As a comitted social democrat I feel distinctly uncomfortable when I find myself agreeing with some of Iain Duncan Smith’s proposals on the benefits system. Labour spent far too much time blaming benefit claimants for their own situation without realizing that the circumstances conspiring to keep them on benefits are largely out of their control.
The benefits system is incredibly complex: There are more than 25 benefits that people of working age can claim, making it incredibly difficult to work out whether someone is better of in work or not. The murkiness of the system also makes it easy for that tiny minority determined to play foul to do so. Providing it is not used as a cover to cut benefits by stealth, the Coalition’s plans for a Universal Credit – all the benefits combined into one – is a sensible solution and one which, if implemented fully, would be a significant and well-overdue reform. Equally sensible is the plan to continue to pay benefit in the first few months of the claimant’s new job. As the first pay cheque can come in more than a month after benefits are stopped, many people don’t enter work for fear of not being able to pay the bills in the intervening period.
However, people become trapped not only by the vagaries of the benefits system but the inadequacy of the labour market. Ever since the 1980s governments – both Tory and Labour – have presided over a tremendous detioriation of our jobs market. Britain has become a sort of banana republic in terms of the availability of decent jobs: a vast proportion of the jobs Labour created came with rock-bottom pay and conditions, and little or no protection.
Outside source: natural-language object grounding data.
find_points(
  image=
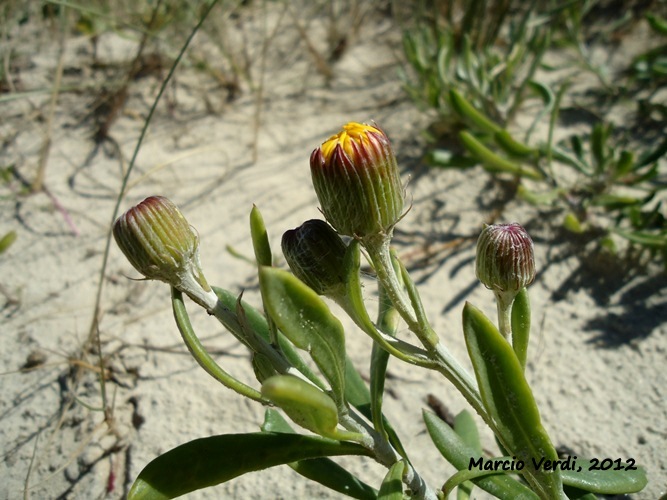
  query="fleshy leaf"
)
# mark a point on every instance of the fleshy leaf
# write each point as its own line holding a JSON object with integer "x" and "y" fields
{"x": 305, "y": 404}
{"x": 213, "y": 460}
{"x": 509, "y": 400}
{"x": 306, "y": 320}
{"x": 322, "y": 470}
{"x": 465, "y": 427}
{"x": 457, "y": 452}
{"x": 256, "y": 320}
{"x": 605, "y": 482}
{"x": 358, "y": 395}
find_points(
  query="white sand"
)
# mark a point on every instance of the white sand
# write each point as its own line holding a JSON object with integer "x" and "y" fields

Worst have been the proliferation of ‘zero hours contracts’ where a person can technically have a job but can go weeks without actually being able to work.
The mistake that Labour made and one that the Tories look destined to continue is to focus on the relatively small number of people who do not want to work and assume that this group is bigger than it acutally is, instead of looking at why the unemployed who are motivated and educated aren’t entering the labour market.
The Coalition is right in lamenting Britain’s high rate of economic inactivity (though, spuriously, people who volunteer or take care of family members are classed as such), but its diagnosis of why this might be so is completely wrong. The inactivity rate was high before the recession, so it is not merely the limited number of jobs that is the problem. People didn’t enter work during the boom times not because they were lazy or because they were living it up on benefits (contrary to popular belief, the UK has one of the least generous benefit systems in the OECD), but because they-quite rightly-were not willing to take jobs which offered minimal pay, no security and no prospects for advancement. Welfare and labour market reform are two sides of the same coin: get one wrong and you will get nowhere with the other either.
Both Labour and the Conservatives put a tremendous amount of responsibility on the shoulders of the benefit claimant – to look for jobs, go on job search courses and improve their skills and education but all this a complete waste of the claimant’s time and public money if the government does not keep it’s side of the bargain and ensure that there are enough good jobs for them to take once they have developed their potential.
Labour finally got the message with the Future Jobs Fund – a scheme to create 100,000 new good jobs in new, green and high technology industries but it came far too late and didn’t get very far before the Coalition abolished it. Its first big mistake but, one can safely predict, not the last.
All governments talk about the ‘long term unemployed’ as if it were a static, homogenous category but because you only need to be unemployed for a year before being classed this way, this is a group which is very quickly becoming more representative of the population at large. This will mean that more and more people will realise that it is a myth that life on benefits is a beach – whether metaphorical or Spanish – and put pressure on the government to get off its backside and do something about the quality of the jobs it is so keen for them to get.